The study provides specific adjusted PTV margins for pancreatic cancer SABR using MR-Linac with abdominal compression.

## Key findings

- Intrafraction motion resulted in an average target displacement of 1–3 mm.
- Adjusted PTV margins of 2 mm and 3 mm in different directions improved dose coverage and reduced OAR dose.
- Reduced margins may lower the risk of geographical misses with the help of gating systems.

## Abstract

Online adaptive radiotherapy is well suited for stereotactic ablative radiotherapy (SABR) in pancreatic cancer due to considerable intrafractional tumour motion. This study aimed to assess intrafraction motion and generate adjusted planning target volume (PTV) margins required for online adaptive radiotherapy in pancreatic cancer treatment using abdominal compression on the magnetic resonance linear accelerator (MR‐Linac).

Motion monitoring images obtained from 67 fractions for 15 previously treated pancreatic cancer patients were analysed. All patients received SABR (50 Gy in five fractions) on the MR‐Linac using abdominal compression. The analysis included quantification of intrafraction motion, leading to the development of adjusted PTV margins. The dosimetric impact of implementing the adjusted PTV was then evaluated in a cohort of 20 patients.

Intrafraction motion indicated an average target displacement of 1–3 mm, resulting in an adjusted PTV margin of 2 mm in the right–left and superior–inferior directions, and 3 mm in the anterior–posterior direction. Plans incorporating these adjusted margins consistently demonstrated improved dose to target volumes, with improvements averaging 1.5 Gy in CTV D99%, 4.9 Gy in PTV D99% and 1.2 Gy in PTV‐high D90%, and better sparing of the organs at risk (OAR).
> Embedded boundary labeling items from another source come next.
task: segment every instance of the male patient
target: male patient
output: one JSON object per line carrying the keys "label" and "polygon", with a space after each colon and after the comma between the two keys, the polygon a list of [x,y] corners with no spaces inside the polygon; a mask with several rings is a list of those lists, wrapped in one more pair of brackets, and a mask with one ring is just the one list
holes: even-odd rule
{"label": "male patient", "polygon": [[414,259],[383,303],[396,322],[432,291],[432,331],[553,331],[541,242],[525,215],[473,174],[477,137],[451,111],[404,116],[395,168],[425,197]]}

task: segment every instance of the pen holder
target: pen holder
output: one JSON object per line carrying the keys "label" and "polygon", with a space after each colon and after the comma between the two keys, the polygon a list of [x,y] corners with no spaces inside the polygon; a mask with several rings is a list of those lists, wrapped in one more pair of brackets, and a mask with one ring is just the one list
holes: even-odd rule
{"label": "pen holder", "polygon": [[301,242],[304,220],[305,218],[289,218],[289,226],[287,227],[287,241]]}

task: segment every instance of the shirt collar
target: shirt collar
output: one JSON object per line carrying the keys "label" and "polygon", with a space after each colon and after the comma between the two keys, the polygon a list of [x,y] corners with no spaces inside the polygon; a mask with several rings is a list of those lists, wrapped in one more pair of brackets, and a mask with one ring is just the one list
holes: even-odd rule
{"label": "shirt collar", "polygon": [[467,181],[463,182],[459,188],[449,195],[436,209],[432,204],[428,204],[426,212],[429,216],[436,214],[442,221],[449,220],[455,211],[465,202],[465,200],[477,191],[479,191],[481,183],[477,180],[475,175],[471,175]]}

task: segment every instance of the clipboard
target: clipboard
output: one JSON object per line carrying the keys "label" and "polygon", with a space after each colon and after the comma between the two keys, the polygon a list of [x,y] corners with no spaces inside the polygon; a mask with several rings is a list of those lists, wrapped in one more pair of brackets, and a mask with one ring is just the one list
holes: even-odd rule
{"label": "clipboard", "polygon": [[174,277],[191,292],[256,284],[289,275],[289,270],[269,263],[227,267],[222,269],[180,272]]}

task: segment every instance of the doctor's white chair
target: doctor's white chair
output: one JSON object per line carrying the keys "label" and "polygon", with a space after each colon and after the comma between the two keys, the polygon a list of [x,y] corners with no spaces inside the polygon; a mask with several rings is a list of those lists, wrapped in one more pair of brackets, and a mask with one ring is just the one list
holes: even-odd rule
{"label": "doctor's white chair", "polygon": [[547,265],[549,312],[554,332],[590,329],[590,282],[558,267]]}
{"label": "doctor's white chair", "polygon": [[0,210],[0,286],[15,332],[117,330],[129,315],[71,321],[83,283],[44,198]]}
The improved target volume coverage and reduced OAR dose suggest potential for reducing current clinical margins for MR‐Linac treatment. However, it is important to note that decreasing margins may reduce safeguards against geographical misses. Nonetheless, the continued integration of gating systems on MR‐Linacs could provide confidence in adopting reduced margins.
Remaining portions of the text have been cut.